Enhanced Scope of PII and Breach Definition
Expanded PII Categories
The FCC now defines PII more broadly, encompassing data that can identify or trace an individual’s identity either in isolation or when combined with other linked or linkable information. This definition includes:
- Names with any government-issued or other authentication IDs (like social security or driver’s license numbers).
- Usernames or email addresses combined with passwords or security questions/answers or other authentication methods.
- Unique biometric, genetic, or medical data (e.g., fingerprints, voiceprints, or retina scans).
Additionally, dissociated data, if linked or linkable to an individual, also falls under PII. Publicly available information is excluded from this definition.
Refined Definition of a “Breach”
The term “breach” now includes inadvertent access, use, or disclosure of customer information. Both intentional and unintentional breaches fall under this purview, with an exemption for data acquired in good faith by an employee or agent of the carrier without further misuse or disclosure.
Notification Requirements to Federal Agencies
Per Breach Notice
Telecommunications providers are obligated to report all breaches to the FCC, FBI, and Secret Service.
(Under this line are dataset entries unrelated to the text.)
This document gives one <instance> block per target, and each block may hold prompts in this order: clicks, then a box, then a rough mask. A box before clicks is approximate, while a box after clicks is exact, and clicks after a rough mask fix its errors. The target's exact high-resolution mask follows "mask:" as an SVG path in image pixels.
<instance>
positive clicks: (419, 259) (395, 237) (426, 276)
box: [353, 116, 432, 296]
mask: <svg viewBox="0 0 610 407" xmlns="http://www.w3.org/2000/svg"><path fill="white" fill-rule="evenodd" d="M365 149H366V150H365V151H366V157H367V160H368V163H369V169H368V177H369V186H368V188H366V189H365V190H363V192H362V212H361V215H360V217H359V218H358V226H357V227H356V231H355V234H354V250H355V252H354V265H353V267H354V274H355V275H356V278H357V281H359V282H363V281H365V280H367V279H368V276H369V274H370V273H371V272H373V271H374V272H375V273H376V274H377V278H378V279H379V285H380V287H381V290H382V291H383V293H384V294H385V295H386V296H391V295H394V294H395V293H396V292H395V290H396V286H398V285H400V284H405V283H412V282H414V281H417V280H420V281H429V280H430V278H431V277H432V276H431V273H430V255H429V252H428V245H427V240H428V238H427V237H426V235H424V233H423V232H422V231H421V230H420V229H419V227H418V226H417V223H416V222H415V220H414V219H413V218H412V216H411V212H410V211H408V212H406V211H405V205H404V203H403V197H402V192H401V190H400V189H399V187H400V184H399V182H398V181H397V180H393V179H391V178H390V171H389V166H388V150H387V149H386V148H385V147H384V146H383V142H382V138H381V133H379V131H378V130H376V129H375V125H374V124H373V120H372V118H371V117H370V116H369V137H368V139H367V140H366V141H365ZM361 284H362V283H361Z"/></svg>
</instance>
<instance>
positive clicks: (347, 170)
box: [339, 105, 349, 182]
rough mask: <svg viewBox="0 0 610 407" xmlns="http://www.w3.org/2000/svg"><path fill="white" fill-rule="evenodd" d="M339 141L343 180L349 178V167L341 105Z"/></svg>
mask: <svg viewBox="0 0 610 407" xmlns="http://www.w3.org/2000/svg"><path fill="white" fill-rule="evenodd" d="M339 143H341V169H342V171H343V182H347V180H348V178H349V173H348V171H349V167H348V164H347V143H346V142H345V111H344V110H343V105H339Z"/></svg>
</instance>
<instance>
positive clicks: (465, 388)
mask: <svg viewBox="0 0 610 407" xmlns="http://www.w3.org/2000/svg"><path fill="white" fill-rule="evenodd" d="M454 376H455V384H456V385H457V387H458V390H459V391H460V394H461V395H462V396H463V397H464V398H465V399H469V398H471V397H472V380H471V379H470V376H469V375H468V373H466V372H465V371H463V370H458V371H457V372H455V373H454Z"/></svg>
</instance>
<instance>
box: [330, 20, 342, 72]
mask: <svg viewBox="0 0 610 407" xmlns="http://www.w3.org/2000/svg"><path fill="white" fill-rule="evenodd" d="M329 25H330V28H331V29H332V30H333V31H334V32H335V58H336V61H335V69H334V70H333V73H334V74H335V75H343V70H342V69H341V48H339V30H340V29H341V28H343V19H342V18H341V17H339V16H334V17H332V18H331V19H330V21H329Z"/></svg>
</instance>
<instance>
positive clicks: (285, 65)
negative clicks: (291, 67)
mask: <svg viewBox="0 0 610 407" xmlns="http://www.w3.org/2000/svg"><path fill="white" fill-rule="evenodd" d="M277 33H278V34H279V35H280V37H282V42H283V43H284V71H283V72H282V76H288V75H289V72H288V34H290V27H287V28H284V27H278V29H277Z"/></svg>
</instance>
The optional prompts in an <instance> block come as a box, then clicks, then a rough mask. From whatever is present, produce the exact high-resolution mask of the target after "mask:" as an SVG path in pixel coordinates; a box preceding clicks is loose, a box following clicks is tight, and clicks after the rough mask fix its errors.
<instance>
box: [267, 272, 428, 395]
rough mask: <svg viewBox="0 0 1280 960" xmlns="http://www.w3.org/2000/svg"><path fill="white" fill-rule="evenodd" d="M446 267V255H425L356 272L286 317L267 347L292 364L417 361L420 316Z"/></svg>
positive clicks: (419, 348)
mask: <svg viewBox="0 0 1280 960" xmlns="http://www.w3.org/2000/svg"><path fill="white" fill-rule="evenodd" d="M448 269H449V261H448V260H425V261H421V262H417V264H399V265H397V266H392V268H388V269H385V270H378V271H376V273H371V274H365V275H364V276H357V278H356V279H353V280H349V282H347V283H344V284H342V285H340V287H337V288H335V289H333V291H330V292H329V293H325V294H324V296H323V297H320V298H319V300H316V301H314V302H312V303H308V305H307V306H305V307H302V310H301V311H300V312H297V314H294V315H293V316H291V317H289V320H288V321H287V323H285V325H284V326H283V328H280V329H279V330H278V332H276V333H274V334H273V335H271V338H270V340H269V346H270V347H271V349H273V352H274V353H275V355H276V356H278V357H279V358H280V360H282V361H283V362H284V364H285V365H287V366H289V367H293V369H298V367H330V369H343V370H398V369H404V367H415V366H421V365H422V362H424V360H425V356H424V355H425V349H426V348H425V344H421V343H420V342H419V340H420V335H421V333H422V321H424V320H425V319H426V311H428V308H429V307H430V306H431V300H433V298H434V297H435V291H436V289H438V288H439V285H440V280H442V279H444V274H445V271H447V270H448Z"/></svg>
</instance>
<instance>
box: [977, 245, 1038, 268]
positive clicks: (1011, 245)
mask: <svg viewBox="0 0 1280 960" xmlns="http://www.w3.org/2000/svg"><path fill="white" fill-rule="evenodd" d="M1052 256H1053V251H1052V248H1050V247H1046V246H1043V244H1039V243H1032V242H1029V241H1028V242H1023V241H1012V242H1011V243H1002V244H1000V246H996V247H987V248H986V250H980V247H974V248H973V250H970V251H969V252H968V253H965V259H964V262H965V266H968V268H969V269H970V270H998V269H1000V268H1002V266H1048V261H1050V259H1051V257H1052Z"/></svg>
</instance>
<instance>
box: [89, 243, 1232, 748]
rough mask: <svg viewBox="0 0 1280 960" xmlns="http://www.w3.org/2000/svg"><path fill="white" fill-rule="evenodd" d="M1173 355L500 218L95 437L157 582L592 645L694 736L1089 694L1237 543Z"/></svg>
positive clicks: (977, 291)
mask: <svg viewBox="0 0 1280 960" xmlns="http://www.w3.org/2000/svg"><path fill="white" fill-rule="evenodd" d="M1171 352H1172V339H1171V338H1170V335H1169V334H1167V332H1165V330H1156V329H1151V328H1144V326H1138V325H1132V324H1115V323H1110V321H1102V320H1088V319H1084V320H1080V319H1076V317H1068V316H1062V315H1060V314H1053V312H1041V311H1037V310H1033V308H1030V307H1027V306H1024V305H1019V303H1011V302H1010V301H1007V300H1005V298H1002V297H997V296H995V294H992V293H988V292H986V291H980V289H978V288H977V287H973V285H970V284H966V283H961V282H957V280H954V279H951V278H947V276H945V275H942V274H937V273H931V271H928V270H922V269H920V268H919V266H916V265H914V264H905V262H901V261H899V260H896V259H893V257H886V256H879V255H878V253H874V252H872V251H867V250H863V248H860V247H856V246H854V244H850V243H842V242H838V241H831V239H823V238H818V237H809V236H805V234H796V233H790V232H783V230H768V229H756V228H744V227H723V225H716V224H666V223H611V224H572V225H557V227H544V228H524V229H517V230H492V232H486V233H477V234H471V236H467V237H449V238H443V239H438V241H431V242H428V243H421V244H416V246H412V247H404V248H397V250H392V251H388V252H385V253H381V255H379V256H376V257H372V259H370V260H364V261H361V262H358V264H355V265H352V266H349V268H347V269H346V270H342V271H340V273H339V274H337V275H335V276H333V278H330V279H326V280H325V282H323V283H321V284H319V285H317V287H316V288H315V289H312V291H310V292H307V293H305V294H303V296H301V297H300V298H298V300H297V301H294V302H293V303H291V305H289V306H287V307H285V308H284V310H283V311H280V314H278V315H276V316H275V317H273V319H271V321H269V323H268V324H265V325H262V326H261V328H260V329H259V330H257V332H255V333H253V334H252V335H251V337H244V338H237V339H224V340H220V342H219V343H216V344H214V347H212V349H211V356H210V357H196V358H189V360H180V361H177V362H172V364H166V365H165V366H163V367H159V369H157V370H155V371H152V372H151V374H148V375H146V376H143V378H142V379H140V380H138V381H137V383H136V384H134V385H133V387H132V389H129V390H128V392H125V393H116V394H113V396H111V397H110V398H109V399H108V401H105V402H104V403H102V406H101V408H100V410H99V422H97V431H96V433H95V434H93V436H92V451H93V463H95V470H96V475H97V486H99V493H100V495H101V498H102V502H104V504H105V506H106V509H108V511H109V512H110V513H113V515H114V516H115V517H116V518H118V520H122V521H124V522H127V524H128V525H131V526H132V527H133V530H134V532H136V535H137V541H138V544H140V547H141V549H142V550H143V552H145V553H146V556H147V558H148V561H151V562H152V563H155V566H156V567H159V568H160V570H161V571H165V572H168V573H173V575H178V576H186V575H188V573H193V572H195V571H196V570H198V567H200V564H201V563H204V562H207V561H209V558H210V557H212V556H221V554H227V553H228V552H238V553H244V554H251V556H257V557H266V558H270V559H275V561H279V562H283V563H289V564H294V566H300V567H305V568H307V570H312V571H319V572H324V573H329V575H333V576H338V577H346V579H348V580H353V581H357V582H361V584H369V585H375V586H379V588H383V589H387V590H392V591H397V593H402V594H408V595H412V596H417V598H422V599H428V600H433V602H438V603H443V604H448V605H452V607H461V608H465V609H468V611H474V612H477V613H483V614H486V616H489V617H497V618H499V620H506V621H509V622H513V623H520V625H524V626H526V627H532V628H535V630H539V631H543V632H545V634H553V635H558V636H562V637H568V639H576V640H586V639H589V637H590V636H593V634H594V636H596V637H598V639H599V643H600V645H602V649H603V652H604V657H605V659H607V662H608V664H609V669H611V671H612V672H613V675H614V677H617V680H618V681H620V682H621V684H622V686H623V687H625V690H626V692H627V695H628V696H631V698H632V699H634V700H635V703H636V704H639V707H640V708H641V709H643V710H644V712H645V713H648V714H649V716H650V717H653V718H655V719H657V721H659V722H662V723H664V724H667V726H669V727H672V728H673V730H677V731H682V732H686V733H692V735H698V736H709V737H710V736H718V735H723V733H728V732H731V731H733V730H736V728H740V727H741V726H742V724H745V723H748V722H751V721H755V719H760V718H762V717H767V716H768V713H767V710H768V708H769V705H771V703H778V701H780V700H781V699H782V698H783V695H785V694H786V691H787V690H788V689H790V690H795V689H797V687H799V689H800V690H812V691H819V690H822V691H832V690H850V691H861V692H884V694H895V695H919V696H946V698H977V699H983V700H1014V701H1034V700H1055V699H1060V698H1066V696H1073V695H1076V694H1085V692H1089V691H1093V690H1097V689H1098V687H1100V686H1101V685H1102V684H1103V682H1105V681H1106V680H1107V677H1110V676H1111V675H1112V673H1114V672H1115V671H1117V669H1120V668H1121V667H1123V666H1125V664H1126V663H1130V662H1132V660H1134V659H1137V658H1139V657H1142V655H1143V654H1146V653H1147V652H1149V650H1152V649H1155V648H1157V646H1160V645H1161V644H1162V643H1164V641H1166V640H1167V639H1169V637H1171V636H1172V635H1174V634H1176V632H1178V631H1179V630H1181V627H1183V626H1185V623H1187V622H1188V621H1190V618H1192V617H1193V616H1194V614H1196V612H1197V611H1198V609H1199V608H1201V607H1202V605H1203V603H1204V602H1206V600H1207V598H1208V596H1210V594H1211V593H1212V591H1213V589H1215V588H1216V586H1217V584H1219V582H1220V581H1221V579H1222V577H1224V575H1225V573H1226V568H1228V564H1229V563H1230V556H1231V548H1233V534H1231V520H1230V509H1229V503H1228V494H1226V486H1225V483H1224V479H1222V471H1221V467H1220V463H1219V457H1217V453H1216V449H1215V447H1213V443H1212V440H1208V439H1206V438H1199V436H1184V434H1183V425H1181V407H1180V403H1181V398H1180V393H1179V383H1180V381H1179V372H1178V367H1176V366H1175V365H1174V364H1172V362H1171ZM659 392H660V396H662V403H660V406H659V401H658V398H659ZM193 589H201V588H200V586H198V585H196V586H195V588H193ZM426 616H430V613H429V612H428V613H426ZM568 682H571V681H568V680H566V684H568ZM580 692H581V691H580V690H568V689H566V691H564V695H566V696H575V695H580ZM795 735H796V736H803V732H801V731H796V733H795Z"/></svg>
This includes breaches affecting any number of customers, with a particular focus on harm assessment. The breach notification, submitted within 7 business days of identifying the breach, must include the provider’s contact information, breach description, compromise method, incident dates, number of customers affected, and types of data breached. This can be reported via the FCC’s breach notice reporting facility.
Additionally, providers must submit an annual summary of all breaches affecting fewer than 500 customers by February 1, starting from the approval date by the Office of Management and Budget. This report encompasses breaches where harm to customers was deemed unlikely.
Customer Notification Protocols
Harm-Based Trigger for Notification
The FCC has adopted a harm-based trigger for notifying customers, with a rebuttable presumption of harm. Providers must notify customers when they cannot reasonably determine the likelihood of harm resulting from the breach. This harm includes financial, physical, identity theft, service theft, extortion, privacy invasion, and more.
Evaluation Criteria for Harm
Providers should consider the sensitivity of the breached information, the nature and duration of the breach, the speed of discovery and mitigation, and the intent behind the data access when evaluating harm likelihood.
Timing and Content of Notification
Customer notifications must be made without unreasonable delay after notifying the FCC, FBI, and Secret Service, typically within 30 days of breach determination. Law enforcement may request an initial delay of up to 30 days under special circumstances. The FCC suggests including specific information in these notifications, such as the breach date, affected customer information, provider contact details, regulatory agency contacts, and steps for identity theft protection.
Exemption for Encrypted Data
If the breach involves encrypted data and the encryption key was not compromised, customer notification might not be necessary. However, if there’s evidence of encryption circumvention, providers should conduct a harm-based analysis as if the data were unencrypted.
Conclusion: Elevating Cybersecurity Standards
The FCC’s revised regulations underscore an elevated standard for data protection and breach response in the telecommunications sector. These rules not only enhance the security and privacy of consumer data but also reinforce the accountability of service providers in the event of data breaches. As the digital landscape evolves, such regulatory updates are crucial in safeguarding personal and sensitive information against the ever-growing threat of cyber intrusions.